Le président Fujimori prolonge son mandat

Le président Fujimori a imposé aux Péruviens un troisième mandat consécutif, à la suite d'un processus électoral entaché par de nombreuses irrégularités. Mais il a également obtenu de l'Organisation des États américains (OEA) un véritable blanc-seing de crédibilité, assorti toutefois de quelques propositions pour « consolider la démocratie » et renforcer l'État de droit.

Les élections générales péruviennes ont été très contestées et marquées par de nombreux coups de théâtre. À la suite d'un second tour accidenté, avec un pourcentage d'abstention très élevé (32 %), inconnu dans un pays où le vote est obligatoire, et qui s'explique en grande partie par le refus de participation prôné par le chef de l'opposition, le président Alberto Fujimori, el chino (le Chinois, un terme qui évoque son origine japonaise), devenu candidat unique, a été reconduit pour cinq ans à la tête de l'État.

Ainsi, le gouvernement sortant a réussi à mobiliser jusqu'aux urnes un électorat pauvre et facilement malléable, grâce aux subsides distribués directement par la présidence (près de 40 % du budget de l'État), qui alimentent un réseau de clientèle étendu et qui sont les seuls palliatifs à une misère grandissante. Ce sont les Péruviens les plus pauvres, les moins instruits et les plus éloignés des grands centres urbains qui ont constitué le gros des bataillons du président candidat. Mais c'est surtout le contrôle exercé sur l'ensemble des institutions de l'État et de l'armée, et qui est assuré directement par le chef de l'exécutif et ses hommes de main, qui permet davantage d'expliquer cette victoire. Le « système Fujimori », caractérisé par la centralisation et la concentration du pouvoir politique, par la surveillance de la population et des organisations sociales et syndicales et par la mainmise sur la presse et les médias, a ainsi fonctionné presque parfaitement. Après les élections, et malgré les résultats peu satisfaisants du premier tour, le président est même parvenu à se constituer d'ores et déjà une majorité parlementaire suffisante, grâce à l'achat des sièges aux représentants élus par les votes des partis de l'opposition, qui se sont vendus sans le moindre scrupule.

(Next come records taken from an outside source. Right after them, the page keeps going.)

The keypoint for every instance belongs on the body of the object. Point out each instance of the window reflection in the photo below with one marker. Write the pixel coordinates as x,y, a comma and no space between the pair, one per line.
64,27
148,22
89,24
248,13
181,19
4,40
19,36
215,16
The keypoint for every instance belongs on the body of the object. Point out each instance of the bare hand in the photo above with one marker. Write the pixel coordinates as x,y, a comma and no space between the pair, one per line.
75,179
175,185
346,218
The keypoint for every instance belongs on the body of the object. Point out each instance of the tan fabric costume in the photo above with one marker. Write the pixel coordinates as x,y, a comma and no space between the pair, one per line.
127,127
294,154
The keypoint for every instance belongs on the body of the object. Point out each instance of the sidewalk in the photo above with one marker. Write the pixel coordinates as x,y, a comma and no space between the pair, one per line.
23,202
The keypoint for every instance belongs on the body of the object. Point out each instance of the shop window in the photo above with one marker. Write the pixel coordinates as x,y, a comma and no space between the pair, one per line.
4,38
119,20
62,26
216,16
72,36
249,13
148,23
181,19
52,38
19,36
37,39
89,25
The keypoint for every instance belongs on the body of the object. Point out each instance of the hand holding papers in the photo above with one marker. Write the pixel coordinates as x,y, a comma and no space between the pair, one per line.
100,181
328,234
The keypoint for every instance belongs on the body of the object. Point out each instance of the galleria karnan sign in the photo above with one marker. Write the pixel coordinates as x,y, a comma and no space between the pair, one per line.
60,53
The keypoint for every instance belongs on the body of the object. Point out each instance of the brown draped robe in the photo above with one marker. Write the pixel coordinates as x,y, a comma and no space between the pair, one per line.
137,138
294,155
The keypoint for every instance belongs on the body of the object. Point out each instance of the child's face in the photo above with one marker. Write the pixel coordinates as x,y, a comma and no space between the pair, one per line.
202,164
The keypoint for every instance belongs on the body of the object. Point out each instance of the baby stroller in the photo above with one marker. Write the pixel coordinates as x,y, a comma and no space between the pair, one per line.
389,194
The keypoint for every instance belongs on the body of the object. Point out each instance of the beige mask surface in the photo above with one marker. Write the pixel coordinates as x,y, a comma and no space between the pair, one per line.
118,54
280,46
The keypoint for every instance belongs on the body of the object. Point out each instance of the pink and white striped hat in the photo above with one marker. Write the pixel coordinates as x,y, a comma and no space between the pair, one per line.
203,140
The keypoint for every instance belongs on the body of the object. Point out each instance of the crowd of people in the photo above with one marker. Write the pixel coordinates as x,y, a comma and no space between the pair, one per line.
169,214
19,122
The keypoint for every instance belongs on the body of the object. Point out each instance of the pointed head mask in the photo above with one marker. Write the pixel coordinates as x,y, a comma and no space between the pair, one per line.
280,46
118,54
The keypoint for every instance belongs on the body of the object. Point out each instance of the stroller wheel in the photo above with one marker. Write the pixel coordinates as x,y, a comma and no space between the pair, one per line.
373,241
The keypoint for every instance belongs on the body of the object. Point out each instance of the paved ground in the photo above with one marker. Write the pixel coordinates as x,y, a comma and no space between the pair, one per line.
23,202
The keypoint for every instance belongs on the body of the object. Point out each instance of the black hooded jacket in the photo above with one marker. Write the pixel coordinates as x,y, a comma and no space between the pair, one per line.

Une décennie après son arrivée au gouvernement et malgré la chute de sa popularité, dans un contexte de forte récession économique, le président Fujimori demeure une personnalité sui generis dans la vie politique péruvienne. Enfant d'immigrés japonais, universitaire éloigné des élites traditionnelles du pays et personnage relativement discret (malgré quelques déboires conjugaux), il a su garder l'image d'un « homme de terrain », proche des gens, même si sa présence n'a pratiquement pas permis d'améliorer leur sort. Amateur de petites phrases assassines destinées à ses adversaires, il est passé maître dans l'art de dresser ses propres partisans les uns contre les autres et de se séparer à temps des alliés encombrants. Convaincu qu'il est en train d'« inventer le nouveau Pérou », il a avoué ne pas s'imaginer vivre en ancien président.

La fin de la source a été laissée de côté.